Freight rates for loads paid per mile increased 5 percent on average from 2016, however, average miles driven went down by half a percent.

Freight rates are expected to remain strong for the next 18 months, Amen said.

Turnover at small trucking fleets — those with less than $30 million in annual revenue — dropped four points to 80 percent.

The turnover rate at both large and small fleets is still 14 points higher than the same period a year ago, the ATA said.

“While the driver market and capacity remain tight, freight volumes and driver pay factor into turnover,” Jeremy Kirkpatrick, ATA spokesman, told Trucks.com. “More freight means more miles, and an increased workload combined with several carriers announcing pay increases can serve to reduce turnover between fleets.”

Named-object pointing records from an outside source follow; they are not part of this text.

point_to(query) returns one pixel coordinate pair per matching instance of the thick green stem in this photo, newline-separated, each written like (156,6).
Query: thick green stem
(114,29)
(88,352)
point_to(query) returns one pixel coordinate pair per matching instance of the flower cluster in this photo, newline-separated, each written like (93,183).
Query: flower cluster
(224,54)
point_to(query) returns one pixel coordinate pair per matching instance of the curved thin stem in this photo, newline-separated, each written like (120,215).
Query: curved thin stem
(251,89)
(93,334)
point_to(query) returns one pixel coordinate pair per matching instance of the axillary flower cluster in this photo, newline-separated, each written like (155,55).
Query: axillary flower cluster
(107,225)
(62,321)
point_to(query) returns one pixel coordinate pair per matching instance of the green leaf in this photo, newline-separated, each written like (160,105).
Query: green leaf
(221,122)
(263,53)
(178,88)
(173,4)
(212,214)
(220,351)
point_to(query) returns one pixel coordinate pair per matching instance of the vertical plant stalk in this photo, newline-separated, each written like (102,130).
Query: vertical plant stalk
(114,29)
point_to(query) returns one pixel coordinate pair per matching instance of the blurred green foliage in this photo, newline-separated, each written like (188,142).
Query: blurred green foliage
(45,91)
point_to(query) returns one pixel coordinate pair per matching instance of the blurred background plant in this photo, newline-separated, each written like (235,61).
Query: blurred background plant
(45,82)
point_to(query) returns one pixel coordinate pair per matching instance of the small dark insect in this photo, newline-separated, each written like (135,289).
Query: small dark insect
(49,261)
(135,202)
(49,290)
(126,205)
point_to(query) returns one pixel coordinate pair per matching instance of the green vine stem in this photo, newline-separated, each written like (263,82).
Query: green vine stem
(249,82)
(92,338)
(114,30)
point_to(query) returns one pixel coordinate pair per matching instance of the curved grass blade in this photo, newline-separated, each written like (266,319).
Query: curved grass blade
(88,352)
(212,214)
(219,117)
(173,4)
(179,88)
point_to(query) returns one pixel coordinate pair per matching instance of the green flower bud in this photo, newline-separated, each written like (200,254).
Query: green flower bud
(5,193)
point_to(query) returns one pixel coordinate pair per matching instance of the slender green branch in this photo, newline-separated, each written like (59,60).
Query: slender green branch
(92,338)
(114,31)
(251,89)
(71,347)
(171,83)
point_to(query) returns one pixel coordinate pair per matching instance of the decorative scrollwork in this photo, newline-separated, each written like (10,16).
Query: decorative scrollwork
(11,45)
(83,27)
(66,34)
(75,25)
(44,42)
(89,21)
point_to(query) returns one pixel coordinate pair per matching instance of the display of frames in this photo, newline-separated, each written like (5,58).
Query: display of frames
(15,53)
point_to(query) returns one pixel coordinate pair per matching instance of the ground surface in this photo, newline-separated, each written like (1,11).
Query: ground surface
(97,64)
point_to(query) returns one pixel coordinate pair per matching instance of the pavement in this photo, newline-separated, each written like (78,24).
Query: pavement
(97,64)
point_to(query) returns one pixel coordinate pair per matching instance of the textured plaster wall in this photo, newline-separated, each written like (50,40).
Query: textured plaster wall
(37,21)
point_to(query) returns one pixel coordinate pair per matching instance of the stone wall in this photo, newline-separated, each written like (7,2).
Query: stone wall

Over the past year, the trucking sector has added almost 19,000 jobs.

According to seasonally adjusted Bureau of Labor Statistics data, the number of trucking jobs was 1.47 million in February 2018, up 1.4 percent from the same period a year earlier when the number of trucking jobs was around 1.45 million.

“Based on the level of economic activity we had, I would have expected trucking jobs to be more in the neighborhood of 50,000 new hires,” Kenny Vieth, president and senior analyst at ACT Research, told Trucks.com.

“If you have 88 percent turnover, you don’t have a driver shortage, you have a retention shortage,” Vieth said.

February marked the 10th consecutive month where demand for freight rose faster than any growth in the number of trucks on the road, according to ACT.

“This clearly indicates pricing power rests with truckers in 2018 contract negotiations, and the data provides further support for large increases in truckload contract rates,” Vieth said.